Nations like Argentina and Chile looked to Mandela for inspiration, “facing the turbulent dilemma of a transition to democracy … without becoming hostages to hate,” Mr. Dorfman wrote.

Argentina celebrates 30 years of democracy this month, and the foreign ministry said that its “fight for democracy and human rights,” would continue to draw inspiration from Mandela’s legacy.

In Brazil – a racially diverse country where more than half the population identifies as black or mixed, according to the 2010 census – a column in O Globo by former President Fernando Henrique Cardoso read, “For us Brazilians, his actions represented … the fight to free humans from the chains of racism and revenge.”

In Cuba, which supported the African National Congress in the 1970s by training activists in Angola, leader Raúl Castro said, “We profess deep respect and admiration for Mandela, not only for what he did for his people, but also for his true friendship towards our country.”

A sanitized legacy?

Indeed, the fact that Mandela’s legacy can be claimed by groups as divergent as Chinese dissidents, Iranian hardliners, and western heads of states speaks to the way his life story has been sanitized and universalized by the global community, South African political historian Colin Bundy says.

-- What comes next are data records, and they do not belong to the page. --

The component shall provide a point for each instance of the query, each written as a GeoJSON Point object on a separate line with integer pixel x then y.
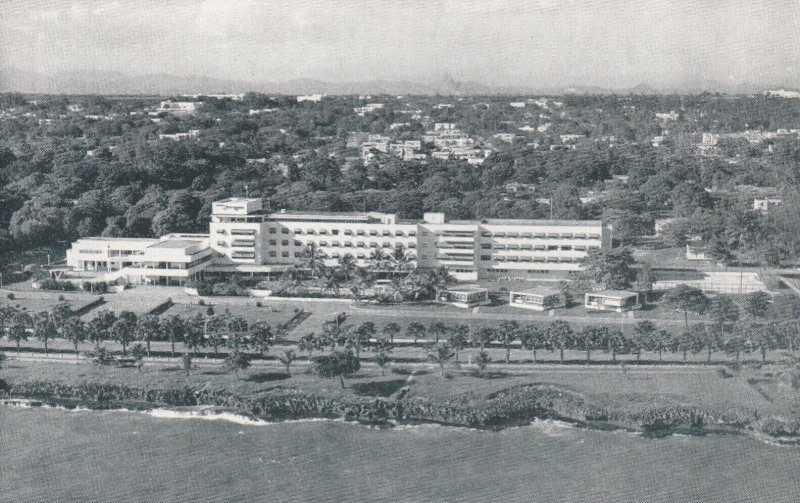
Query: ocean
{"type": "Point", "coordinates": [59, 455]}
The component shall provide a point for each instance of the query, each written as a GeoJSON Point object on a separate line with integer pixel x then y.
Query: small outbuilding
{"type": "Point", "coordinates": [467, 296]}
{"type": "Point", "coordinates": [612, 300]}
{"type": "Point", "coordinates": [537, 299]}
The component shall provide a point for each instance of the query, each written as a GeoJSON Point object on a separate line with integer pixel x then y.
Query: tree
{"type": "Point", "coordinates": [148, 328]}
{"type": "Point", "coordinates": [138, 352]}
{"type": "Point", "coordinates": [610, 267]}
{"type": "Point", "coordinates": [100, 356]}
{"type": "Point", "coordinates": [509, 332]}
{"type": "Point", "coordinates": [337, 364]}
{"type": "Point", "coordinates": [440, 354]}
{"type": "Point", "coordinates": [382, 350]}
{"type": "Point", "coordinates": [686, 299]}
{"type": "Point", "coordinates": [723, 313]}
{"type": "Point", "coordinates": [18, 331]}
{"type": "Point", "coordinates": [287, 357]}
{"type": "Point", "coordinates": [391, 329]}
{"type": "Point", "coordinates": [44, 329]}
{"type": "Point", "coordinates": [643, 335]}
{"type": "Point", "coordinates": [458, 339]}
{"type": "Point", "coordinates": [559, 335]}
{"type": "Point", "coordinates": [757, 304]}
{"type": "Point", "coordinates": [175, 328]}
{"type": "Point", "coordinates": [122, 331]}
{"type": "Point", "coordinates": [261, 337]}
{"type": "Point", "coordinates": [415, 330]}
{"type": "Point", "coordinates": [310, 342]}
{"type": "Point", "coordinates": [193, 332]}
{"type": "Point", "coordinates": [533, 338]}
{"type": "Point", "coordinates": [74, 330]}
{"type": "Point", "coordinates": [437, 329]}
{"type": "Point", "coordinates": [615, 342]}
{"type": "Point", "coordinates": [236, 361]}
{"type": "Point", "coordinates": [99, 328]}
{"type": "Point", "coordinates": [590, 338]}
{"type": "Point", "coordinates": [482, 361]}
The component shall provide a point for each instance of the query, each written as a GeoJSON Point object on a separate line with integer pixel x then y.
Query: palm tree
{"type": "Point", "coordinates": [74, 330]}
{"type": "Point", "coordinates": [287, 357]}
{"type": "Point", "coordinates": [643, 335]}
{"type": "Point", "coordinates": [533, 338]}
{"type": "Point", "coordinates": [391, 329]}
{"type": "Point", "coordinates": [193, 332]}
{"type": "Point", "coordinates": [313, 261]}
{"type": "Point", "coordinates": [138, 353]}
{"type": "Point", "coordinates": [18, 331]}
{"type": "Point", "coordinates": [440, 355]}
{"type": "Point", "coordinates": [174, 328]}
{"type": "Point", "coordinates": [100, 327]}
{"type": "Point", "coordinates": [415, 330]}
{"type": "Point", "coordinates": [44, 328]}
{"type": "Point", "coordinates": [458, 339]}
{"type": "Point", "coordinates": [482, 361]}
{"type": "Point", "coordinates": [347, 266]}
{"type": "Point", "coordinates": [615, 342]}
{"type": "Point", "coordinates": [261, 336]}
{"type": "Point", "coordinates": [509, 332]}
{"type": "Point", "coordinates": [559, 335]}
{"type": "Point", "coordinates": [294, 277]}
{"type": "Point", "coordinates": [332, 281]}
{"type": "Point", "coordinates": [590, 338]}
{"type": "Point", "coordinates": [378, 259]}
{"type": "Point", "coordinates": [310, 342]}
{"type": "Point", "coordinates": [148, 327]}
{"type": "Point", "coordinates": [398, 260]}
{"type": "Point", "coordinates": [381, 351]}
{"type": "Point", "coordinates": [437, 329]}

Mandela is “not just a global figure but a kind of global cult,” Mr. Bundy says. Understanding him this way “strips the grief of any complexity and hollows out this man and his legacy,” he warns.

“You’d need almost to write two biographies of Mandela, the history, the life of the icon,” Bundy says. “And then for me there’s another life, a more important — the life of a complex dominant political leader who, like any other, had strengths and weaknesses, made some mistakes, and got other things right."

“There’s no legacy that’s universally available," he says.